Little noted beyond a small coterie of fellow churchmen and theologians, Barth continued to write and preach and eventually, with his close personal friend Eduard Thurneysen and the Lutheran Friedrich Gogarten, started a journal entitled Zwischen den Zeiten, Between the Times. It reflected their own view that the Christian life was not the culmination of the Kingdom; nor was it existence in some primitive cultus. Rather, it is a life lived in the constant tension between two temptations - the desire to chuck it all, as it were and the desire to proclaim the arrival of the Divine Rule and rest on one's laurels. History would not allow the journal to survive too long; with the rise of German fascism, and with many including Gogarten siding with the demons, Barth took his leave of both the journal and eventually Germany. He published one final, famous, essay in Zwischen, entitled "Nein!" - essentially a huge finger to all the Hitler apologists and those like his fellow Swiss Reformed theologian, Emil Brunner (with whom he refused to reconcile even when Brunner lay dying because Brunner refused to admit that Barth was correct in his criticisms of Brunner's thought) - and retreated to Basel on the triple frontier of France, Germany, and Switzerland.*
Today is the Feast of the Transfiguration. It marks the end of the first stretch of what is usually considered "ordinary time" in the Church calendar, from the Feast of Epiphany through Ash Wednesday and the beginning of Lent. It marks the real beginning of Jesus' ministry. Not his baptism by John in the Jordan River, not his reading and preaching in the Nazareth synagogue, not even his calling of the twelve marked it out as clearly as this event. Harking back to other mountain tops, Jesus went up to a mountain where he was revealed in his fullness, standing around chatting with Moses and Elijah, the two great prophets of the Hebrews, who themselves knew something of events on mountains. The reaction of the disciples, in particular Peter, demonstrate how far they had yet to go in understanding, even in this fullness of revelation, what Jesus was to be about.

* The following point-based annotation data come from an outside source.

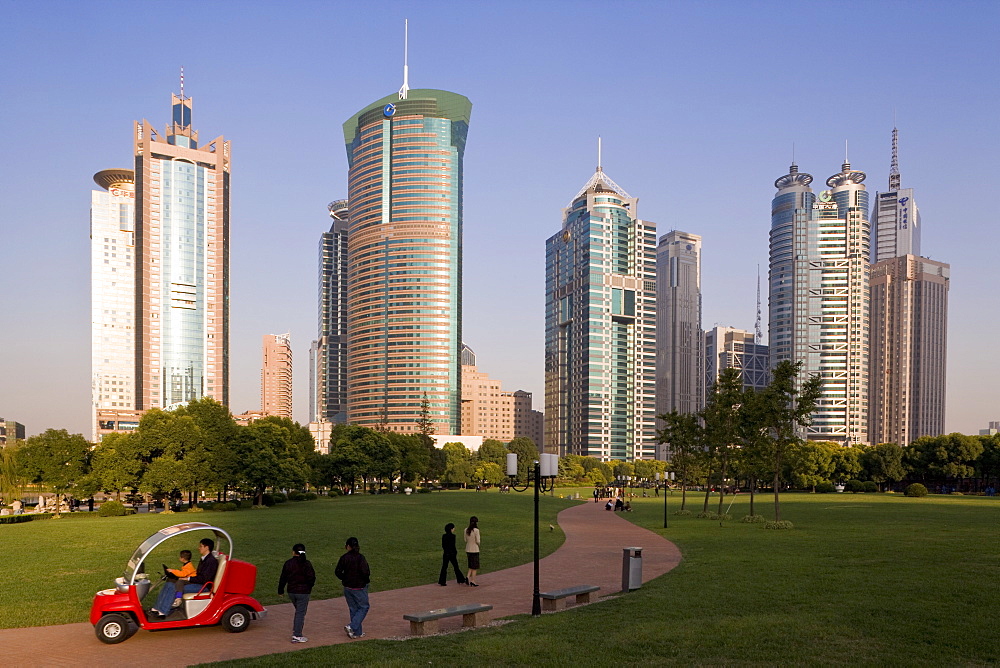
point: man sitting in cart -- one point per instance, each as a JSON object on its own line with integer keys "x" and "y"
{"x": 170, "y": 595}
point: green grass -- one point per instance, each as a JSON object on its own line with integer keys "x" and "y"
{"x": 866, "y": 579}
{"x": 58, "y": 564}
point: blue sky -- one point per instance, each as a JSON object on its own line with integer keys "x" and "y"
{"x": 698, "y": 104}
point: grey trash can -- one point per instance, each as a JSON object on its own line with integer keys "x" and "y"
{"x": 631, "y": 568}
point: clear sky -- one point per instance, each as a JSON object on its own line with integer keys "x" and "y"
{"x": 698, "y": 104}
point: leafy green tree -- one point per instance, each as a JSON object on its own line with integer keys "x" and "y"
{"x": 57, "y": 459}
{"x": 883, "y": 463}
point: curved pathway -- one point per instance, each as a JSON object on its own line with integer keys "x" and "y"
{"x": 592, "y": 554}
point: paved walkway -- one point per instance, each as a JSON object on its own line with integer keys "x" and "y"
{"x": 592, "y": 554}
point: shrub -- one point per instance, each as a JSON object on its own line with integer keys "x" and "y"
{"x": 111, "y": 509}
{"x": 854, "y": 486}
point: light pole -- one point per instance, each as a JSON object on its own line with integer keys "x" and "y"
{"x": 543, "y": 473}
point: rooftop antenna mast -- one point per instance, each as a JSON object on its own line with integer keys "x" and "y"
{"x": 405, "y": 88}
{"x": 756, "y": 330}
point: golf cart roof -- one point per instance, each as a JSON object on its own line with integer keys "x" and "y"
{"x": 134, "y": 565}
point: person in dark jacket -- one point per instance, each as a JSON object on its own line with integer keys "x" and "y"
{"x": 450, "y": 556}
{"x": 353, "y": 571}
{"x": 298, "y": 575}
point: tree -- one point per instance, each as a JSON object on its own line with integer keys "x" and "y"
{"x": 786, "y": 410}
{"x": 58, "y": 459}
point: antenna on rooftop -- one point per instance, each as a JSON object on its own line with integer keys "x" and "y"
{"x": 405, "y": 88}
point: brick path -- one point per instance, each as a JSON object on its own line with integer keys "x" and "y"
{"x": 592, "y": 554}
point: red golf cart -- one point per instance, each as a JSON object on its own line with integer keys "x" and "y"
{"x": 118, "y": 613}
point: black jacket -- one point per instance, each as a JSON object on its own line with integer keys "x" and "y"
{"x": 352, "y": 570}
{"x": 299, "y": 575}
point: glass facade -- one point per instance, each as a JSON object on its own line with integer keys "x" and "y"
{"x": 404, "y": 267}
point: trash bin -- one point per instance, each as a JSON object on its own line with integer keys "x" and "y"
{"x": 631, "y": 568}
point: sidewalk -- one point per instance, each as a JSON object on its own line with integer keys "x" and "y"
{"x": 592, "y": 554}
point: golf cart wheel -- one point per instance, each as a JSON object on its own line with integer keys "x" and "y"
{"x": 113, "y": 629}
{"x": 236, "y": 619}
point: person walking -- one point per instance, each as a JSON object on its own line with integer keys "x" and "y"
{"x": 472, "y": 550}
{"x": 353, "y": 571}
{"x": 450, "y": 556}
{"x": 298, "y": 575}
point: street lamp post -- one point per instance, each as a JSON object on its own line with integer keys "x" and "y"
{"x": 543, "y": 474}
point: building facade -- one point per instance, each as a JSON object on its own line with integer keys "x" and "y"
{"x": 328, "y": 361}
{"x": 909, "y": 332}
{"x": 276, "y": 376}
{"x": 818, "y": 295}
{"x": 160, "y": 273}
{"x": 600, "y": 300}
{"x": 731, "y": 348}
{"x": 404, "y": 284}
{"x": 680, "y": 344}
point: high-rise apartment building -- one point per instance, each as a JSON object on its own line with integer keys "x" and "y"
{"x": 404, "y": 247}
{"x": 170, "y": 263}
{"x": 600, "y": 299}
{"x": 909, "y": 322}
{"x": 328, "y": 356}
{"x": 276, "y": 376}
{"x": 731, "y": 348}
{"x": 680, "y": 352}
{"x": 818, "y": 295}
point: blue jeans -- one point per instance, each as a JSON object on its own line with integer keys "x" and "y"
{"x": 357, "y": 603}
{"x": 169, "y": 592}
{"x": 301, "y": 603}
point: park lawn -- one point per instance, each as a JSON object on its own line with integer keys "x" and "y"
{"x": 59, "y": 564}
{"x": 868, "y": 579}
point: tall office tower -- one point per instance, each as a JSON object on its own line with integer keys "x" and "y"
{"x": 182, "y": 263}
{"x": 487, "y": 410}
{"x": 600, "y": 327}
{"x": 404, "y": 286}
{"x": 112, "y": 293}
{"x": 328, "y": 363}
{"x": 819, "y": 295}
{"x": 276, "y": 376}
{"x": 909, "y": 331}
{"x": 731, "y": 348}
{"x": 680, "y": 343}
{"x": 895, "y": 216}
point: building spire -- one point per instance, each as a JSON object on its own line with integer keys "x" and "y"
{"x": 405, "y": 88}
{"x": 894, "y": 167}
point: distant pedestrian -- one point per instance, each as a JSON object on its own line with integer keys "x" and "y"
{"x": 472, "y": 550}
{"x": 298, "y": 575}
{"x": 450, "y": 556}
{"x": 353, "y": 571}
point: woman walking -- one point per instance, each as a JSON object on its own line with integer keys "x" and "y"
{"x": 450, "y": 556}
{"x": 472, "y": 550}
{"x": 298, "y": 575}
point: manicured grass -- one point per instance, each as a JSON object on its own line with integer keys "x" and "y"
{"x": 59, "y": 564}
{"x": 866, "y": 579}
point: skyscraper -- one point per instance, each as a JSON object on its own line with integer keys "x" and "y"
{"x": 328, "y": 363}
{"x": 160, "y": 273}
{"x": 909, "y": 322}
{"x": 819, "y": 295}
{"x": 276, "y": 376}
{"x": 404, "y": 247}
{"x": 680, "y": 352}
{"x": 600, "y": 357}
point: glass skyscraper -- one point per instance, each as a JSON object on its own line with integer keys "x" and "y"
{"x": 404, "y": 285}
{"x": 600, "y": 294}
{"x": 818, "y": 295}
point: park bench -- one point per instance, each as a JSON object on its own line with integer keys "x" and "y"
{"x": 422, "y": 623}
{"x": 550, "y": 599}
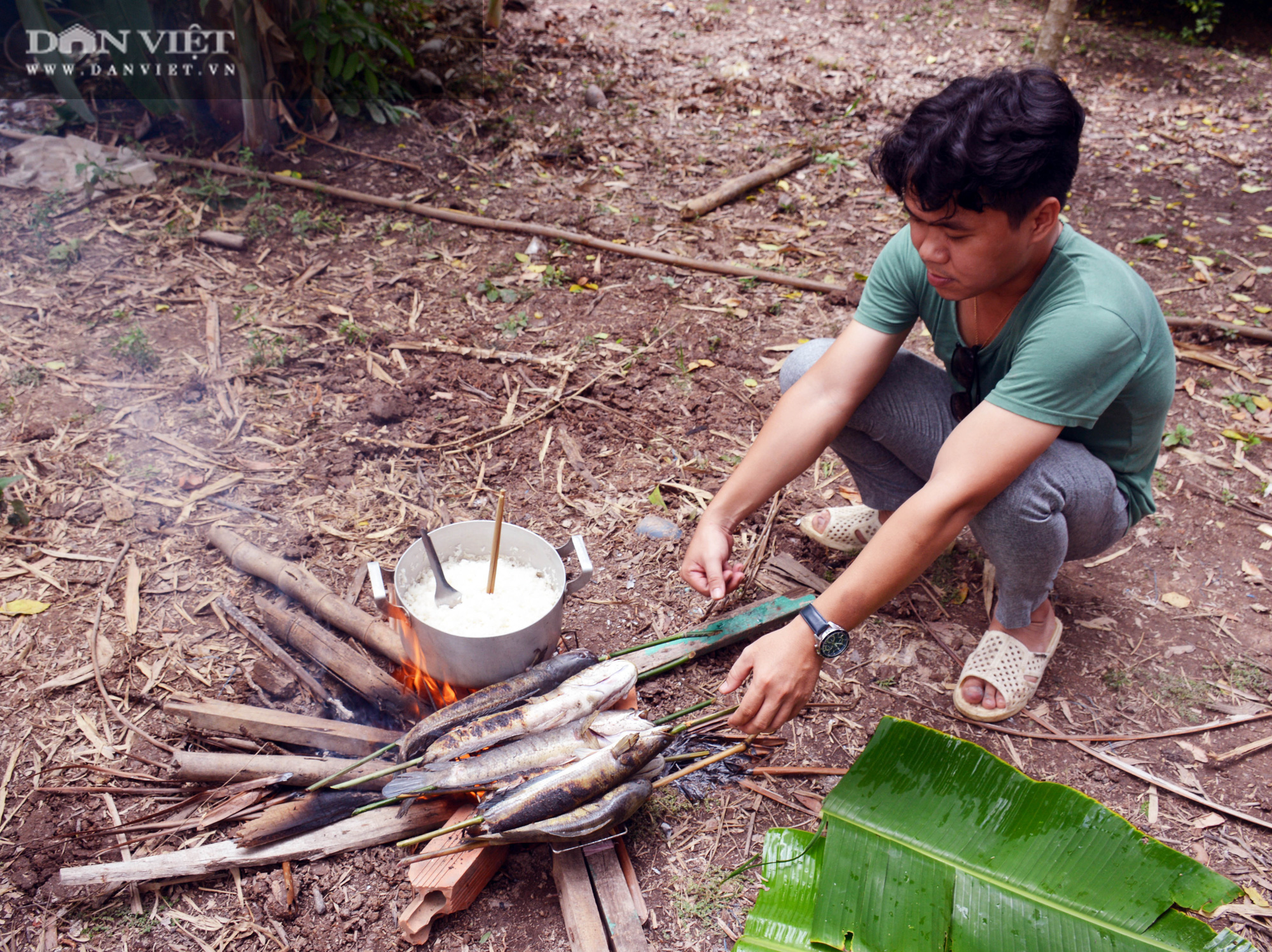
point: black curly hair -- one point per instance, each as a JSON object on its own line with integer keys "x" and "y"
{"x": 1004, "y": 142}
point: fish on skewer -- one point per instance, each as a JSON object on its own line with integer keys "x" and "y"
{"x": 551, "y": 748}
{"x": 499, "y": 696}
{"x": 595, "y": 816}
{"x": 591, "y": 690}
{"x": 563, "y": 789}
{"x": 573, "y": 785}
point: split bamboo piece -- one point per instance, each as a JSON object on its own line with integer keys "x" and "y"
{"x": 218, "y": 768}
{"x": 314, "y": 640}
{"x": 494, "y": 545}
{"x": 283, "y": 727}
{"x": 372, "y": 829}
{"x": 315, "y": 596}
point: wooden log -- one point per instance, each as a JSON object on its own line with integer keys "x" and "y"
{"x": 283, "y": 727}
{"x": 578, "y": 904}
{"x": 315, "y": 642}
{"x": 216, "y": 768}
{"x": 225, "y": 240}
{"x": 738, "y": 625}
{"x": 315, "y": 596}
{"x": 618, "y": 909}
{"x": 275, "y": 651}
{"x": 633, "y": 882}
{"x": 741, "y": 185}
{"x": 448, "y": 883}
{"x": 371, "y": 829}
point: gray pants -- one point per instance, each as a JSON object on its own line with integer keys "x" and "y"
{"x": 1065, "y": 506}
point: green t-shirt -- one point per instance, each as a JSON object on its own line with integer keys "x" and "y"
{"x": 1087, "y": 349}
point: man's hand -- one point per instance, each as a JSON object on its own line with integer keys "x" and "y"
{"x": 707, "y": 568}
{"x": 784, "y": 666}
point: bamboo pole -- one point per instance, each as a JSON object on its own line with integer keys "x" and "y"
{"x": 494, "y": 545}
{"x": 315, "y": 596}
{"x": 469, "y": 221}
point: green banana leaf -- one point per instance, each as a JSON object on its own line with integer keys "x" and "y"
{"x": 937, "y": 845}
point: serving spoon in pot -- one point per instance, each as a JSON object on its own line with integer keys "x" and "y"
{"x": 446, "y": 593}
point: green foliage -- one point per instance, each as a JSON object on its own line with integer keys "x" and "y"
{"x": 134, "y": 348}
{"x": 354, "y": 55}
{"x": 269, "y": 349}
{"x": 18, "y": 517}
{"x": 515, "y": 325}
{"x": 306, "y": 223}
{"x": 1206, "y": 15}
{"x": 352, "y": 333}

We do not, cannot, live on that mountain, in the fullness of the presence. Nor can we live at the foot of the cross, an event which Jesus predicted even as he descended from the mountain. We are destined to live in the far more ambivalent reality around us; the memory of that moment on the mountain, perhaps, staying with us as a reminder of who this Jesus really is, even as we still wrestle with what that "really" means in the context of the messy, sometimes horrifying, sometimes transcendent, always frustrating day-to-day in which we find ourselves immersed.
While we celebrate that moment on the mountain today, on Wednesday as we recall that we all are nothing more than dust and ashes, destined to die, we need to remember that our real Christian life, the one to which all baptized Christians are called, is a life between those two moments of the Transfiguration and the Cross. Like those so-called "dialectical theologians" of last century, we need to remember that ours is not a calling either to retreat or to final victory. Rather, we travel on, granting to the world its status as neither hell nor heaven, and serve as Jesus called us to serve, between those two poles.
*A detailed history of German theological life in between the World Wars and after is told in Christian Faith in Dark Times, which includes brief sketches of Barth, Gogarten Paul Althaus, Rudolf Bultmann, Paul Tillich, and Emmanuel Hirsch.